It’s a tough time for actors right now, but The Slate – Backstage’s live series of classes, seminars, and digital exercises – will help turn time on your hands to your advantage.
We all know what actors can’t do in lockdown, but one thing you can do is make your first showreel or refresh an old one. Filmmaker and editor Warren Blackmore, together with casting director Hannah Williams, recently gave Slate viewers a live masterclass on how to cut together a strong reel and what goes into a great one. The full tutorial is available here, but these are the key takeaways:
Be ready to edit
Warren: “Before watching the tutorial, get your footage together and download and activate a seven-day free trial of Premiere Pro, the programme you’ll need to edit with. This gives you the programme fully unlocked and is enough time to edit your showreel.”
Think of a showreel as part of a ‘package’
Hannah: “This down-time is a good opportunity for people to be refining their whole package. By that I mean, thinking about what’s on your CV, looking at your showreel again, and putting research into the agents you’re approaching. It’s important to keep your showreel up to date. Make sure it’s representative of you and shows a range. And keep it to three minutes or less. If you’re not sure about a bit of content and it’s just there to bulk out the reel, don’t include it. Casting directors don’t have much time – we can’t always watch a three-minute reel all the way through. A lot of the time we’re flicking through, because if your performance in the first scene isn’t quite right for the role we’re casting then perhaps the next thing is. We want to see variation there. As a rule, if in doubt, take it out.”
The standard reel format
W: “At the start of any showreel should be your slate. Import your headshot, resize and move it to the right of the frame and then put your name, agent and Backstage profile on the left. I would say this should play for three seconds, and it should quickly fade into your first scene. The reel should also end with your slate, which you can copy from the start.

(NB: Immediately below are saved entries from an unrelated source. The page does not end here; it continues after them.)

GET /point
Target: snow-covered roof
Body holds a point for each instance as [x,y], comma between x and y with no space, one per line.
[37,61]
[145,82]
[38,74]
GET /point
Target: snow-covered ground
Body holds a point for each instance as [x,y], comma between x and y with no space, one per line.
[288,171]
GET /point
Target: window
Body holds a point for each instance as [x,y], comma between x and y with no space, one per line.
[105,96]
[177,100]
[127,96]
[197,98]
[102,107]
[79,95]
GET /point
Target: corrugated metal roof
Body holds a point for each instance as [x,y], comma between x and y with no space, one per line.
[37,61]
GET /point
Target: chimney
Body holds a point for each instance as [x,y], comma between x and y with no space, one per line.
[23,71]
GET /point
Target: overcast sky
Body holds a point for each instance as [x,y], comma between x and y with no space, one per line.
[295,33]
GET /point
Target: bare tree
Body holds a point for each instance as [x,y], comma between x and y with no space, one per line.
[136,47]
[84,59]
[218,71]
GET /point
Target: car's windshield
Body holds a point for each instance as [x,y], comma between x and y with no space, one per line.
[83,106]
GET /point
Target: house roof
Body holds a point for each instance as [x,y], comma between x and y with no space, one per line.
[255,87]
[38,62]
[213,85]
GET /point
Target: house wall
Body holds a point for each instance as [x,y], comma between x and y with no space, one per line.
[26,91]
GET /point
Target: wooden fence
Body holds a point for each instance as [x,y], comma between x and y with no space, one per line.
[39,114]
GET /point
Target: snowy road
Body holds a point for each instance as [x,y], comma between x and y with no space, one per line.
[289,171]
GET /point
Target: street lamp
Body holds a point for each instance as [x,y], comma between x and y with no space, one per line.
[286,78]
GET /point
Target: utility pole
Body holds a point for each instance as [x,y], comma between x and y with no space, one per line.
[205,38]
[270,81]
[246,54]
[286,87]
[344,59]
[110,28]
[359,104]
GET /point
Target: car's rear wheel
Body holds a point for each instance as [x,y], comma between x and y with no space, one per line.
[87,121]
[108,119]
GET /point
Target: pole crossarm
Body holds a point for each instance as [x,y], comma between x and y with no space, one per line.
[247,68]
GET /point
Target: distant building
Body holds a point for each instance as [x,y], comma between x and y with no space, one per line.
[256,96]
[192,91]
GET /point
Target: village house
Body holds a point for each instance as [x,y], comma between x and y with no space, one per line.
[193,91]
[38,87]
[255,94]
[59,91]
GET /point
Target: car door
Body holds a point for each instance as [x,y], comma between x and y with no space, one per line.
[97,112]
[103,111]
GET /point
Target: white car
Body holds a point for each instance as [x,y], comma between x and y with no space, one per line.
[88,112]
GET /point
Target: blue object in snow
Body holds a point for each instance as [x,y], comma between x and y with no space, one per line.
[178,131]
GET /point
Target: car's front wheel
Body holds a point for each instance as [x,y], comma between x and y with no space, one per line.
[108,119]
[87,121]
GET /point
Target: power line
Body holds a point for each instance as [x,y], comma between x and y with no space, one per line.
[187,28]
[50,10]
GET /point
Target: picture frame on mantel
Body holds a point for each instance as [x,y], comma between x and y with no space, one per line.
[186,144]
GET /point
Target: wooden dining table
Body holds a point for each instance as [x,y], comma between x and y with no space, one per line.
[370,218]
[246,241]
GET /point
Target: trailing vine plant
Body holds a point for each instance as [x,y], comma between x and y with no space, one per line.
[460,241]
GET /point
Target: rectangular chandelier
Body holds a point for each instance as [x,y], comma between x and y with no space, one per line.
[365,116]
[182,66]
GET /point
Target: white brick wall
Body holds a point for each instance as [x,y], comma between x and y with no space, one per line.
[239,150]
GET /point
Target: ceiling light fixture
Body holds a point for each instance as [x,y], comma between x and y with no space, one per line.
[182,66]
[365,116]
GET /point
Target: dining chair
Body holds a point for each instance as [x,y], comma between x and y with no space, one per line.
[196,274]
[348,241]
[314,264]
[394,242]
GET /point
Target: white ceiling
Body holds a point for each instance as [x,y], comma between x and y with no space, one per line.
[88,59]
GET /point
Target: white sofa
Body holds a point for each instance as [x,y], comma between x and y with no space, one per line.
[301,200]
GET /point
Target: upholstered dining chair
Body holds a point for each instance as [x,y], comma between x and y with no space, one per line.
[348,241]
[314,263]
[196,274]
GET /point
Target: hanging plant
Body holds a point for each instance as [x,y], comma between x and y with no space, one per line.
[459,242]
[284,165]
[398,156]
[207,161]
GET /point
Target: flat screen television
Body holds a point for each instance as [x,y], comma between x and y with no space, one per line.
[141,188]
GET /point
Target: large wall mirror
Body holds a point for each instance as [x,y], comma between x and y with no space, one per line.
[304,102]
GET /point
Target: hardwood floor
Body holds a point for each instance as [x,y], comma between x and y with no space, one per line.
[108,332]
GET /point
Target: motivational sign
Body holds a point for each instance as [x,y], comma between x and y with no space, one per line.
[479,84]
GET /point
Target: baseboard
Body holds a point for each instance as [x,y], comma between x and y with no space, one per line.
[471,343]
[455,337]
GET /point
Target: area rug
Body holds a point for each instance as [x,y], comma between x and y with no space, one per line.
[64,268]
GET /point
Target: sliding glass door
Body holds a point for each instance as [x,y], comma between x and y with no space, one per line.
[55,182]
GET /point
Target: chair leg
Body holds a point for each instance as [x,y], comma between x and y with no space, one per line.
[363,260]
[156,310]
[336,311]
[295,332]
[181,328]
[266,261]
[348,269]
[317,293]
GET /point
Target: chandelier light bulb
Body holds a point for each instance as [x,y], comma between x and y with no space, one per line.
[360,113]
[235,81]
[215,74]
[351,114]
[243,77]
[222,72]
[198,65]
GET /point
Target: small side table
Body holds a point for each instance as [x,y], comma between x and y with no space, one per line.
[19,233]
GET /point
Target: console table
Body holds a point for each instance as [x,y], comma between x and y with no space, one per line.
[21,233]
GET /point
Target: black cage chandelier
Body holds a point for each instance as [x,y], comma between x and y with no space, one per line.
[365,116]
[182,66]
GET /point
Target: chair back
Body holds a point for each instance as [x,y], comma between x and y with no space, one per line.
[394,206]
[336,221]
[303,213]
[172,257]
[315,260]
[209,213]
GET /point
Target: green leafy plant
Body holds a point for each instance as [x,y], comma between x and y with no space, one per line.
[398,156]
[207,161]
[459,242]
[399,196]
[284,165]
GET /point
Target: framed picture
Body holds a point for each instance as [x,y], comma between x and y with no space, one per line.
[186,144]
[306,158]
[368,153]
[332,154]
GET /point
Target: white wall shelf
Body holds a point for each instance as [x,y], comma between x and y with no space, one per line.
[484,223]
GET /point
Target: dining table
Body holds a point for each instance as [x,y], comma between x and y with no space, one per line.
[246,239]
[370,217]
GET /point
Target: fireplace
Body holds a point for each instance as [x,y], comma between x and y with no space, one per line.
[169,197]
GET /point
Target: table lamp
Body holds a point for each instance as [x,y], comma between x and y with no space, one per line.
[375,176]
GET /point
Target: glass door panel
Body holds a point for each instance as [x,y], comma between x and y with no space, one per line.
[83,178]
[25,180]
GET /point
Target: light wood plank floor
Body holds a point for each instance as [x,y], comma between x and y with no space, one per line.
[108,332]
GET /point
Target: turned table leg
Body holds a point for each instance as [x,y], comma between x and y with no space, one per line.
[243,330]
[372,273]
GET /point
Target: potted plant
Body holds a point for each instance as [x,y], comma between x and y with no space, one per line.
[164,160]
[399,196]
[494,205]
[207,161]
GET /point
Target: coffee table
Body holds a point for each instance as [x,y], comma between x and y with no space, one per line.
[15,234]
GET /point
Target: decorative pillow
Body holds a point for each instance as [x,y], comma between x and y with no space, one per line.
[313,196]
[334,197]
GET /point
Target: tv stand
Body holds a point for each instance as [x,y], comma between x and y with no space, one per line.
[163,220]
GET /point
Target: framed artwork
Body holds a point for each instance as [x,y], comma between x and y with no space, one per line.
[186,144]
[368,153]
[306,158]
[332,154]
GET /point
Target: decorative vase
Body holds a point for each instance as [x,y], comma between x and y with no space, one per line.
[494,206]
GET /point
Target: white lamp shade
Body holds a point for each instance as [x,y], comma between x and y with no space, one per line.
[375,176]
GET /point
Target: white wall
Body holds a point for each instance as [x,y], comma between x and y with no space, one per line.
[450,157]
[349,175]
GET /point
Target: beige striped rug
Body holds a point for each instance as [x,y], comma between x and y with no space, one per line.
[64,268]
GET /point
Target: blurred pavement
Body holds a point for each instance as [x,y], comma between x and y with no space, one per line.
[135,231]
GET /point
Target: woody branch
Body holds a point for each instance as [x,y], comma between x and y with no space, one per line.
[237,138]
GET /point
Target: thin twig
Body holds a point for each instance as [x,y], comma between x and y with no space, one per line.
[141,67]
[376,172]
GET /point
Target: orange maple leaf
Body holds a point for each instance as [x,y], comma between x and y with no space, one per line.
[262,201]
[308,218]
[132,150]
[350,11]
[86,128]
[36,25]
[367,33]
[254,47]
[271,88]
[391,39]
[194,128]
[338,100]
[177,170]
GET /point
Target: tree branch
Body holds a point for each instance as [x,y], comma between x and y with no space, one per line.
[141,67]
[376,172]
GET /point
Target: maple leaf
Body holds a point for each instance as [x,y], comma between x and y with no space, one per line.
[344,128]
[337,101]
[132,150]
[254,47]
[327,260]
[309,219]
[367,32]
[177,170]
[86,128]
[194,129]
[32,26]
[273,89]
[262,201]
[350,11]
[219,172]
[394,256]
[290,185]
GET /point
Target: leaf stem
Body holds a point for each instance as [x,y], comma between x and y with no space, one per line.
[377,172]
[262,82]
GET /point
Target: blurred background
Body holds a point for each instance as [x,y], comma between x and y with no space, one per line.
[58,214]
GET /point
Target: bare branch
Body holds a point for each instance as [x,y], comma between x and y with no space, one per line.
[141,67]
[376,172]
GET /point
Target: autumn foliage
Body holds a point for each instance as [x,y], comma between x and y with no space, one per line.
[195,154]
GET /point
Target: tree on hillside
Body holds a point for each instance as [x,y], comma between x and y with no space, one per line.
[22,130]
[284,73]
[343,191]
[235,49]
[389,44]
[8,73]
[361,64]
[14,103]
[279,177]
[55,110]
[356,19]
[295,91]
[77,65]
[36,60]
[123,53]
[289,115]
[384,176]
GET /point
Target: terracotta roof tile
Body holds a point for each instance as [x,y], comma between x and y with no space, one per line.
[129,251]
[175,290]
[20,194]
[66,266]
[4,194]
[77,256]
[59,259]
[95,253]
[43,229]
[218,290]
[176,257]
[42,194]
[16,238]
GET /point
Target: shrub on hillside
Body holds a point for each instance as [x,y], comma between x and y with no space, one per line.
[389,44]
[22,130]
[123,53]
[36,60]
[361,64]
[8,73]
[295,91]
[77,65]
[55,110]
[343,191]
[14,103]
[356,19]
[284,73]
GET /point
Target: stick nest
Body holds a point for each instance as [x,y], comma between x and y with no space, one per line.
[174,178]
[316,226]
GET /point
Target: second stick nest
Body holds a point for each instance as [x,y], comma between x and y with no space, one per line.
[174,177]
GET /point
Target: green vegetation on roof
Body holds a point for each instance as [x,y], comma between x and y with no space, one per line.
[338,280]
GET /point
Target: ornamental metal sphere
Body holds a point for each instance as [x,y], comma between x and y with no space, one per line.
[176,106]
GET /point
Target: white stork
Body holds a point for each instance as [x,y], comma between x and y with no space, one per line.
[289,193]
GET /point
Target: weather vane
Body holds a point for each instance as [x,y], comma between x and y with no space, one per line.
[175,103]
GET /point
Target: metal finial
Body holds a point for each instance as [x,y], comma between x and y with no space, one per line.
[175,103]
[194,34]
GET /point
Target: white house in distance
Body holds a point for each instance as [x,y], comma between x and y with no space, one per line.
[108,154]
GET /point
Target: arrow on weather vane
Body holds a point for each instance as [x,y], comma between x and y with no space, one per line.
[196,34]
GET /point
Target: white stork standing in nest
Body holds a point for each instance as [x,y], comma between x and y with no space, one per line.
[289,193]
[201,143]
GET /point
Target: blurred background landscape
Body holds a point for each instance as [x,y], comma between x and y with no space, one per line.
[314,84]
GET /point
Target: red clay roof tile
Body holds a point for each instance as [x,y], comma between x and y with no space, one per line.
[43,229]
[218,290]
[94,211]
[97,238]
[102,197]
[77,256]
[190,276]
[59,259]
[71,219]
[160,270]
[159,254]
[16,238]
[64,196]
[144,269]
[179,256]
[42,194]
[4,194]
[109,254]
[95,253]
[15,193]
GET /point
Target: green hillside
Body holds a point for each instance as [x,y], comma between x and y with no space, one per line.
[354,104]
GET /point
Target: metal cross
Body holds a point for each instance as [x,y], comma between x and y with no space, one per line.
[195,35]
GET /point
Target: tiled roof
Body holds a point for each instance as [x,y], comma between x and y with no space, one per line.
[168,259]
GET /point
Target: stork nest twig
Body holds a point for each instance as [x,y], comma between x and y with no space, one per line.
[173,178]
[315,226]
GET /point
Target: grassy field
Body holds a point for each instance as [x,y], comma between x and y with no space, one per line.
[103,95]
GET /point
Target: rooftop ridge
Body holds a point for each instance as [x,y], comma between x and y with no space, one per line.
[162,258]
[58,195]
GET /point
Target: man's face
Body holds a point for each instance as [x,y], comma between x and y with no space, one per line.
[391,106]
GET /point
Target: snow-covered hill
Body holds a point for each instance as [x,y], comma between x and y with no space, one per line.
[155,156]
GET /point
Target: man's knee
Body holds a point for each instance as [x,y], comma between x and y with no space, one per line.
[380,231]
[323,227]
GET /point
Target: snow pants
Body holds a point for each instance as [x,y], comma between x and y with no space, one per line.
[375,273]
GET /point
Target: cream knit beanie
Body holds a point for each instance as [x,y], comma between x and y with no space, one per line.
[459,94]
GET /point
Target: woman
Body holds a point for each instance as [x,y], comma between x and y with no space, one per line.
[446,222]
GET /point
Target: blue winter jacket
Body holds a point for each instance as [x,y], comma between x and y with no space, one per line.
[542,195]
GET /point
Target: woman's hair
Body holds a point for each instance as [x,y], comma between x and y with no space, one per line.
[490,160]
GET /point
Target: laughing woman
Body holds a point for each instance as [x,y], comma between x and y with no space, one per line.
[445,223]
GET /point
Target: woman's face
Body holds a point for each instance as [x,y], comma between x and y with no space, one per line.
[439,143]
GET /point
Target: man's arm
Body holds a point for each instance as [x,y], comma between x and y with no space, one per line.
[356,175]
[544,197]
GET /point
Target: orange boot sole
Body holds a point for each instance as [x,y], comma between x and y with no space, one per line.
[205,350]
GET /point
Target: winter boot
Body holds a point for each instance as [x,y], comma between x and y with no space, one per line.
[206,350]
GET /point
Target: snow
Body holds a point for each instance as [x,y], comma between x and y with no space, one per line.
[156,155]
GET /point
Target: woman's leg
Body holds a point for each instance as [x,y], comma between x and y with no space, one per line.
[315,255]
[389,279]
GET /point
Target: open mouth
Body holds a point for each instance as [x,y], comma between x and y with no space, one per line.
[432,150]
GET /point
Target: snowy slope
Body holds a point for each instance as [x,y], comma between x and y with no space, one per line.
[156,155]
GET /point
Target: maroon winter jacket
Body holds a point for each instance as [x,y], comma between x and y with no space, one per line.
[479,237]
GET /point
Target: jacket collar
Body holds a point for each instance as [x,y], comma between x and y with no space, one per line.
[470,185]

You’ll need the credits for each clip. You want the title, the director, and maybe the production company underneath, all in the bottom right corner. The format is: one second of the scene without the title, fade in the credits and keep them up for three seconds, then fade them out. In terms of quality and format, it should be 1080p and 25 frames per second. It needs to be an MP4 file because that’s universal. It’ll work on YouTube, and if you send it to someone via email they can watch it on anything, including phones. You can also upload it to your Backstage profile. If you’re sending it, make sure you name the file: YOUR NAME SHOWREEL.”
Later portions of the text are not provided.